CHICAGO, Ill. — Long before major news networks declared President Barack Obama the victor in last night’s presidential race, his base in Chicago started celebrating his victory.

Standing in line to enter the Obama campaign’s victory rally, Erica Brown said she was entering the festivities with the expectation that the president would win a second term.

“My expectations are out of the stratosphere,” she said. “He’s got this.”

For Brown and many of those in her position, a number of indications in the past few days and weeks already seemed certain proof that of a second Obama triumph.

Nate Silver, a pollster who runs the New York Times blog FiveThirtyEight, consistently projected above a 65 percent chance of an Obama victory throughout the last two weeks of the presidential campaign. In the days leading up to the election, Silver’s projection crept up to a 90 percent chance that the incumbent would prevail. Meanwhile, a positive final pre-election jobs report also boosted the hopes of Obama fans across the nation.

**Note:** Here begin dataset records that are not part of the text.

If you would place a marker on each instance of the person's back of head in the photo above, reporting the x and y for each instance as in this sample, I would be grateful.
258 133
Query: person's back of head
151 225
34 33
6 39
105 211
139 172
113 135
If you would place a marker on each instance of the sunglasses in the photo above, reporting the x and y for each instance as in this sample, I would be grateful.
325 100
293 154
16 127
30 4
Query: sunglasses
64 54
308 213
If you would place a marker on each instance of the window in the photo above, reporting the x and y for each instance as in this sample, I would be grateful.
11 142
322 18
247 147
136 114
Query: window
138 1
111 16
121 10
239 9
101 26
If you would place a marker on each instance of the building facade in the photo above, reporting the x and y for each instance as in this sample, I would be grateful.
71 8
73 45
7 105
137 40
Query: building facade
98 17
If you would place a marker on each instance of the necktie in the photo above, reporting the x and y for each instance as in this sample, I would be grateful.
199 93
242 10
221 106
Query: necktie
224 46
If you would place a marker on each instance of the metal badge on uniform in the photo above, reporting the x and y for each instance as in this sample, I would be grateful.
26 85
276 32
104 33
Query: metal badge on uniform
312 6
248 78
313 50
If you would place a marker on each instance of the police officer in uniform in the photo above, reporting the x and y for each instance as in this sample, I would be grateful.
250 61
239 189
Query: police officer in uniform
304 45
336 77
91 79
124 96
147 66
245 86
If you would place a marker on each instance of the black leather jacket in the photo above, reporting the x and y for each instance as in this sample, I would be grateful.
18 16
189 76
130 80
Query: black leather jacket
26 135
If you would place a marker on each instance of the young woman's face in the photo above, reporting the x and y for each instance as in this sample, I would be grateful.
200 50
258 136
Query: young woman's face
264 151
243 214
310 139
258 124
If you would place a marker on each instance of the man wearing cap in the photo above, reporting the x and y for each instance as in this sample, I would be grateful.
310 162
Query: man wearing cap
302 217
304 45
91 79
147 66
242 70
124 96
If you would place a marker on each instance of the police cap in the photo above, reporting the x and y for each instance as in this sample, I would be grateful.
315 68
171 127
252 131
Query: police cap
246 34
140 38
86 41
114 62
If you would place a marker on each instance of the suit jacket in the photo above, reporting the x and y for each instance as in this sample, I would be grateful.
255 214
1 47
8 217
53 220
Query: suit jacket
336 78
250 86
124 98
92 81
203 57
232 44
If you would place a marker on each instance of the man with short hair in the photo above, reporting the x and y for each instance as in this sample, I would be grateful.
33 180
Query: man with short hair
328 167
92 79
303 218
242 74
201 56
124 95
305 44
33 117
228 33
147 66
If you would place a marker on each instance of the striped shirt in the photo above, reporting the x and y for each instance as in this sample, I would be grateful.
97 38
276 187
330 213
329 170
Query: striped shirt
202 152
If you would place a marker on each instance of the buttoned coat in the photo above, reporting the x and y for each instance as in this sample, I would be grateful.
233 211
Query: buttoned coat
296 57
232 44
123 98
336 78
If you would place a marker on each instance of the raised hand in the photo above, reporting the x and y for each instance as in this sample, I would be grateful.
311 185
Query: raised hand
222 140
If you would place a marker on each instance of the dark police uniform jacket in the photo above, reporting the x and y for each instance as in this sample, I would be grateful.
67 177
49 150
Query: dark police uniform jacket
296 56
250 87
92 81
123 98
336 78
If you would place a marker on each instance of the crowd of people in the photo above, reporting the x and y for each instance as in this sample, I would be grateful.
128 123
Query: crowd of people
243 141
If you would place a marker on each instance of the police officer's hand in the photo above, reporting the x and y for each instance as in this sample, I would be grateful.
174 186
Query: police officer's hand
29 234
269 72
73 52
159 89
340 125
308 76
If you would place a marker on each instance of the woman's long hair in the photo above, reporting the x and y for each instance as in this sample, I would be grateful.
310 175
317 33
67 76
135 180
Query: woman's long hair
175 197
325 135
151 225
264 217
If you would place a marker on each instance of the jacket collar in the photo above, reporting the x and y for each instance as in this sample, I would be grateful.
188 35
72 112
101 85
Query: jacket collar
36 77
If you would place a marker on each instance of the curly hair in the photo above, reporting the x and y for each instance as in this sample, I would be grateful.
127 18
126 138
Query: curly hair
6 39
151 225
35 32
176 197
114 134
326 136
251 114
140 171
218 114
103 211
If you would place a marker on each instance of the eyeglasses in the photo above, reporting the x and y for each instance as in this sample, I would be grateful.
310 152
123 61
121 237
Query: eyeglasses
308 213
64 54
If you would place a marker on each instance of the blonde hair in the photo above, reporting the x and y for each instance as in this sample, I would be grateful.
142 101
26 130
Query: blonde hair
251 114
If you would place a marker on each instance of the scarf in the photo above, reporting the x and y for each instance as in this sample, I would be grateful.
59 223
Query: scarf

So when another attendee in line, Cassandra Prince, was asked whether Romney had a fighting chance, she found the idea inconceivable.

“I think [Republicans] are hard on [Obama] because of who he is as a person,” she said. “But he said it would take him two terms to clean up this mess, and he has done 99 percent of everything he’s promised to do.”

In fact, the sometimes-blind enthusiasm for President Obama in Chicago may have, for some people, eclipsed a more realistic snapshot of the nation’s consciousness. Prince’s friend, Payal Gandhi, suggested that turnout at Obama’s Victory Party — an event that rewards Obama campaign volunteers with tickets — is an indication of the support he holds across the country.

“He is for the people, and he cares about the people, and that’s why there are so many people here to support him,” she said.

Pastor Henry Holloway, who was standing in line right behind Prince and Gandhi, nodded vigorously.

“Honestly, too bad he can’t serve four more years after these four more years,” Holloway said.

By Election Night, Silver gave Obama a 90.9 percent chance of victory.